Библиотека.
Шарль Бодлер Добрые псы
Г-ну Жозефу Стевенсу
Я никогда не краснел, даже перед молодыми писателями моего века, за восхищение, питаемое мною к Бюффону; но не к душе этого живописца торжественной природы взываю я сегодня о помощи. Нет.
Гораздо охотнее я обратился бы к Стерну и сказал бы ему: «Сойди с небес или поднимись ко мне из Елисейских полей и внуши мне песнь в честь добрых псов, бедных псов, песнь, достойную тебя, о сентиментальный шутник, шутник несравненный! Вернись ко мне верхом на том славном осле, который всюду сопровождает тебя в памяти потомства; а главное, пусть этот осел не забудет захватить свою бессмертную макарону, изящно повисшую у него между губами!»
Прочь от меня, академическая муза! Мне нечего делать с этой старой жеманницей.

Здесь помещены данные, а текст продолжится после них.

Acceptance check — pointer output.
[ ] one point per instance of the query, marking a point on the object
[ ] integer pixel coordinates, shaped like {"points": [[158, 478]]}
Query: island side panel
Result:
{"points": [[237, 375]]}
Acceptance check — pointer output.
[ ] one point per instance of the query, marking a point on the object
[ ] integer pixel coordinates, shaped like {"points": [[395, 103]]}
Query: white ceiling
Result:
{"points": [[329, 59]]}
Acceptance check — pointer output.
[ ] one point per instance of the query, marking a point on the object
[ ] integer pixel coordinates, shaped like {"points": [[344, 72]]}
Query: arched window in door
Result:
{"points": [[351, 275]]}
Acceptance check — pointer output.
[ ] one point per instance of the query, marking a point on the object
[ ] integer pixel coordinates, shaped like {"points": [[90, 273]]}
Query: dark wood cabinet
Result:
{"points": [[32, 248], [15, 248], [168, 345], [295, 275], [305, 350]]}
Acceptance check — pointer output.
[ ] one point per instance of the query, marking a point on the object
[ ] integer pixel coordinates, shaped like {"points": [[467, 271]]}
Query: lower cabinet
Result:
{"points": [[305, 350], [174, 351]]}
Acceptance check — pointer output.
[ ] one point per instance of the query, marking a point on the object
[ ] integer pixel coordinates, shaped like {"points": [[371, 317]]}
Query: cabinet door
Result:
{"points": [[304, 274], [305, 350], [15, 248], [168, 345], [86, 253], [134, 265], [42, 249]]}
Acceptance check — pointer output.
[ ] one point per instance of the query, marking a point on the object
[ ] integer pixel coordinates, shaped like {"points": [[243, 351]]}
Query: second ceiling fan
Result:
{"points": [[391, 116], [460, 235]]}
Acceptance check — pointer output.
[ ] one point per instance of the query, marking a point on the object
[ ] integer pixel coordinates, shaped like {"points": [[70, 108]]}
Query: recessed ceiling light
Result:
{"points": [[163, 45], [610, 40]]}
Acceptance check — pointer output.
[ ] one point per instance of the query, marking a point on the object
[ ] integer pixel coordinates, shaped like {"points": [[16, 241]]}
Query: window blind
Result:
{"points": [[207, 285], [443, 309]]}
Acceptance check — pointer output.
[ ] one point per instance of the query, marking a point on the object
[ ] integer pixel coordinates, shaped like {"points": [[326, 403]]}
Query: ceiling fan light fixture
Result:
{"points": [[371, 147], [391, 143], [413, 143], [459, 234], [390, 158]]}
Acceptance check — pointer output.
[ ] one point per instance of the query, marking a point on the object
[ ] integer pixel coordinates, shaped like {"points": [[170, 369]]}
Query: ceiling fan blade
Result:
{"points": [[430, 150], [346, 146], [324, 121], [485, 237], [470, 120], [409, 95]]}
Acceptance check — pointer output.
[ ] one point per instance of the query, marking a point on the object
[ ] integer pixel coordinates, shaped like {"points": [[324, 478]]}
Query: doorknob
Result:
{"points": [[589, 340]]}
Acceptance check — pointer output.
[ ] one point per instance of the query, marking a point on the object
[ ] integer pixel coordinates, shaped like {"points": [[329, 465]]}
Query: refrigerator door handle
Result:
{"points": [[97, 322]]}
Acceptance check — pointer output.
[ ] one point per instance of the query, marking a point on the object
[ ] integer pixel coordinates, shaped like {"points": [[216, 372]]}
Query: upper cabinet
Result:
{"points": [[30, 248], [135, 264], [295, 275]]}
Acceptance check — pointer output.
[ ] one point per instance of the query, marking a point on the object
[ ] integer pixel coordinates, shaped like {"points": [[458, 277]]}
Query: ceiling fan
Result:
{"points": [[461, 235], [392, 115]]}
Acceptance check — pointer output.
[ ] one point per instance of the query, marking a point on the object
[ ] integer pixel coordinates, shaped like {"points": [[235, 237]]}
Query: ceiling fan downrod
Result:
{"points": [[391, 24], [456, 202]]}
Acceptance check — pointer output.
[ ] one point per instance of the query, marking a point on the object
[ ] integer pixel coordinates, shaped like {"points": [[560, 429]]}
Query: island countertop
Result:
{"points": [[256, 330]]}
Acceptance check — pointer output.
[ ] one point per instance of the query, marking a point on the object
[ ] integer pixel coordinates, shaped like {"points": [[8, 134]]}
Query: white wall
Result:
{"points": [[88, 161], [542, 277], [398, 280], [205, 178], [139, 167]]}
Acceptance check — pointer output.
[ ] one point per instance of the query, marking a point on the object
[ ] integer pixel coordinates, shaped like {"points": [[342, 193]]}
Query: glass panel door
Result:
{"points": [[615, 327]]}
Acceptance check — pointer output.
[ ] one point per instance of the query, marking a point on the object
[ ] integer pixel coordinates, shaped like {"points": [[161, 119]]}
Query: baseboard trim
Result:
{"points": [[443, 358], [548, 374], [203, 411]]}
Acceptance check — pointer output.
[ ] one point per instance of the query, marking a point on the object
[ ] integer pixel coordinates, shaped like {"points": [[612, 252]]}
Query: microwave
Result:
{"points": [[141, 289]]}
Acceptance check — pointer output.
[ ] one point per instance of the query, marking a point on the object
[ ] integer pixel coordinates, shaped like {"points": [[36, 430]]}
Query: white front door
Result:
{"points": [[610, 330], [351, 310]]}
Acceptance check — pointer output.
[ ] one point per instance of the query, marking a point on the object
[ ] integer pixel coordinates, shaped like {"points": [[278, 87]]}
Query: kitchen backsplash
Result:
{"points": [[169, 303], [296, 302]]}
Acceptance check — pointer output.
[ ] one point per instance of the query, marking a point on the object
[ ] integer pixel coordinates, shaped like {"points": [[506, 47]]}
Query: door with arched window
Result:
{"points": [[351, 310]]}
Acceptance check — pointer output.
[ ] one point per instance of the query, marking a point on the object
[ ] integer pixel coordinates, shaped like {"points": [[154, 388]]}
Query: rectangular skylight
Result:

Я призываю музу домашнюю, музу-горожанку, полную жизни, чтобы она помогла мне воспеть добрых псов, бедных, грязных псов, которых каждый гонит от себя, как зачумленных и паршивых, каждый, кроме бедняка, которому они сотоварищи, и поэта, который смотрит на них взглядом собрата.
Мне противны щеголеватые собачки, эти четвероногие фаты, датские, кинг-чарльсы, мопсы и болонки, до того влюбленные в себя, что нахально бросаются под ноги или на колени к посетителю, словно уверенные, что они понравятся, неугомонные как дети, глупые как лоретки, подчас ворчливые и наглые как лакеи! И особенно противны эти змеи на четырех лапах, дрожащие и праздные, которые зовутся левретками и в заостренных мордах которых нет настолько чутья, чтобы найти следы друга, а в сплюснутых головах настолько ума, чтобы играть в домино!
Прочь всех этих докучливых дармоедов!
Пусть они вернутся в свои мягко устланные, уютные гнезда! Я воспеваю грязного пса, бедного пса, бездомного пса, пса-бродягу, пса-акробата, пса, инстинкт которого, подобно инстинкту нищего, цыгана и скомороха, удивительно изощрен нуждой, этой доброй матерью, этой истинной покровительницей всякой смышлености!
Я воспеваю горемычных псов, тех, что бродят одиноко по извилистым валам громадных городов, или тех, что сказали покинутому человеку своими моргающими умными глазами: «Возьми меня с собой, и, быть может, из двух наших бедствий мы создадим себе подобие счастья».
«Куда бегут собаки?» -- спрашивал как-то Нестор Рокплан в бессмертном фельетоне, конечно, уже позабытом им самим и памятном поныне лишь мне одному, да, быть может, еще Сент-Беву.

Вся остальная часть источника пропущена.